Nelle edizioni precedenti il tracciato spagnolo ha sempre regalato emozioni:
2023: vittoria di Talor Gooch (-12)
2024: successo di Sergio García al playoff
2025: ancora Gooch davanti a Rahm
I sostenitori spagnoli sperano in una prestazione di alto livello di Rahm o García sul suolo di casa.
Oltre alla competizione agonistica, il LIV Golf Andalucia propone fan zone, hospitality di alto livello e un’atmosfera unica nel suo genere.
Dal 4 al 7 giugno Valderrama tornerà al centro del golf mondiale. Quattro giorni di grande spettacolo su un percorso dove precisione, strategia e gestione del gioco faranno la differenza.
Chi conquisterà la quarta edizione andalusa? Rahm o García riusciranno a trionfare in casa, o sarà di nuovo la volta di un Gooch o di un Niemann? Appuntamento in Andalusia per scoprirlo.
LPGA – U.S. Women’s Open presented by Ally
Questa settimana va in scena la 81ª edizione dello U.S. Women’s Open presented by Ally, il secondo major della stagione LPGA. Il torneo porta le migliori golfiste del pianeta al leggendario Riviera Country Club di Pacific Palisades, in California, dal 4 al 7 giugno 2026.
Si tratta di un evento storico: è la prima volta che lo U.S. Women’s Open si gioca al Riviera, uno dei templi del golf americano. Il club, fondato nel 1926, celebra quest’anno il suo centenario e ospita per la prima volta un campionato USGA femminile. In precedenza aveva organizzato lo U.S. Open maschile vinto da Ben Hogan nel 1948, lo U.S. Amateur 2017 e altri eventi prestigiosi. Diventerà inoltre sede dei Giochi Olimpici 2028 e dello U.S. Open 2031.
Per la California meridionale si tratta solo della seconda volta nella storia del torneo, dopo l’edizione del 1964 al San Diego Country Club, dove la leggenda Mickey Wright conquistò il suo quarto titolo (record condiviso) battendo Ruth Jessen al playoff.

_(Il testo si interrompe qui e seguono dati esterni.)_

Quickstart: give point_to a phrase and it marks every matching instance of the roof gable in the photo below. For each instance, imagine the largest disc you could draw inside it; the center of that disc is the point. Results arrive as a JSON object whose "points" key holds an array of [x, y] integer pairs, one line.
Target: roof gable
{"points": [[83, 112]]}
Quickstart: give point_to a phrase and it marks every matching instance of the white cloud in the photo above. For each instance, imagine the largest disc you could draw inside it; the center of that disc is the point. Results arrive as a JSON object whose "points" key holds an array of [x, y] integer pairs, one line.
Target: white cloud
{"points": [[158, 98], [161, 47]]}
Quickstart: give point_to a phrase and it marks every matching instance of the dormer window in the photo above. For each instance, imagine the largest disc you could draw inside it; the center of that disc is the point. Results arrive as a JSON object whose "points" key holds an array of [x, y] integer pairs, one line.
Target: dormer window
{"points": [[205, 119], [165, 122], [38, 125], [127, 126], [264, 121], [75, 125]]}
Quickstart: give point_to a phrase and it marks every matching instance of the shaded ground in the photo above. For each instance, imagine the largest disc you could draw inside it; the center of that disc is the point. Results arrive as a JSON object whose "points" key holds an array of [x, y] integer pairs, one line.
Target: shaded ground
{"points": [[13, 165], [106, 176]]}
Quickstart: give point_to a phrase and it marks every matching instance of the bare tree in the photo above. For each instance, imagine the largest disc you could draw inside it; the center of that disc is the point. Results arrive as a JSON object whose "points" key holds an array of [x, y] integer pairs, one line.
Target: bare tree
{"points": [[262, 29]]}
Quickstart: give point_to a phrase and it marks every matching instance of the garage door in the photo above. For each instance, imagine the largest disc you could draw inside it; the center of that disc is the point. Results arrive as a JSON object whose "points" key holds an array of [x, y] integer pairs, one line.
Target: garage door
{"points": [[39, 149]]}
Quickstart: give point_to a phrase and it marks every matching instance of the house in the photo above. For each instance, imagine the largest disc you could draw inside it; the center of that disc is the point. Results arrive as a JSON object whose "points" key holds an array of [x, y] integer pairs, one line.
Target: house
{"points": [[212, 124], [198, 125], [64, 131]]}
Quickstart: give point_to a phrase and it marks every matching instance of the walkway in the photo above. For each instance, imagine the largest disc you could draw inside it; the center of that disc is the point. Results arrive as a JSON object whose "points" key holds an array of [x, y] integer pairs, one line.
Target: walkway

Progettato da George C. Thomas Jr. con l’aiuto di William P. Bell e aperto nel 1927, il Riviera è un percorso iconico con canyon, barrancas naturali, rough molto penalizzanti e green complessi. È un tracciato strategico e impegnativo, con buche famose come la 1, la 10 e la 18 nell’anfiteatro naturale. Le golfiste troveranno fairway stretti e un test completo che ha già ospitato leggende del golf maschile.
In palio c’è un montepremi da 12 milioni di dollari, tra i più alti del circuito femminile, con 2,4 milioni destinati alla vincitrice. Il field di 156 giocatrici è di altissimo livello.
Partecipano tutte le prime 10 del Rolex Women’s World Golf Ranking, con in testa la numero 1 mondiale Nelly Korda, già tre volte vincitrice nel 2026. Sono presenti undici campionesse passate, tra cui la detentrice del titolo Maja Stark (2025), la due volte vincitrice Yuka Saso (2021 e 2024), Allisen Corpuz, Minjee Lee e Michelle Wie West (2014).
Tra le vincitrici LPGA 2026 spiccano nomi come Celine Boutier, Hannah Green, Hyo Joo Kim, Jeeno Thitikul e la stessa Korda. Sono presenti 47 delle prime 50 del ranking, sei rookie e ben 27 dilettanti.
Il Riviera è la 17ª sede diversa nella storia dello U.S. Women’s Open. Nessuna delle leggende maschili come Hogan, Nicklaus o Woods ha vinto un titolo ufficiale sul percorso (anche se molti hanno trionfato in altri eventi lì). La prima campionessa femminile a scrivere il proprio nome nella storia del Riviera sarà una novità assoluta. Il torneo segna un altro passo nella crescita del golf femminile, portando un major su un campo “cattedrale” solitamente riservato ai grandi eventi maschili.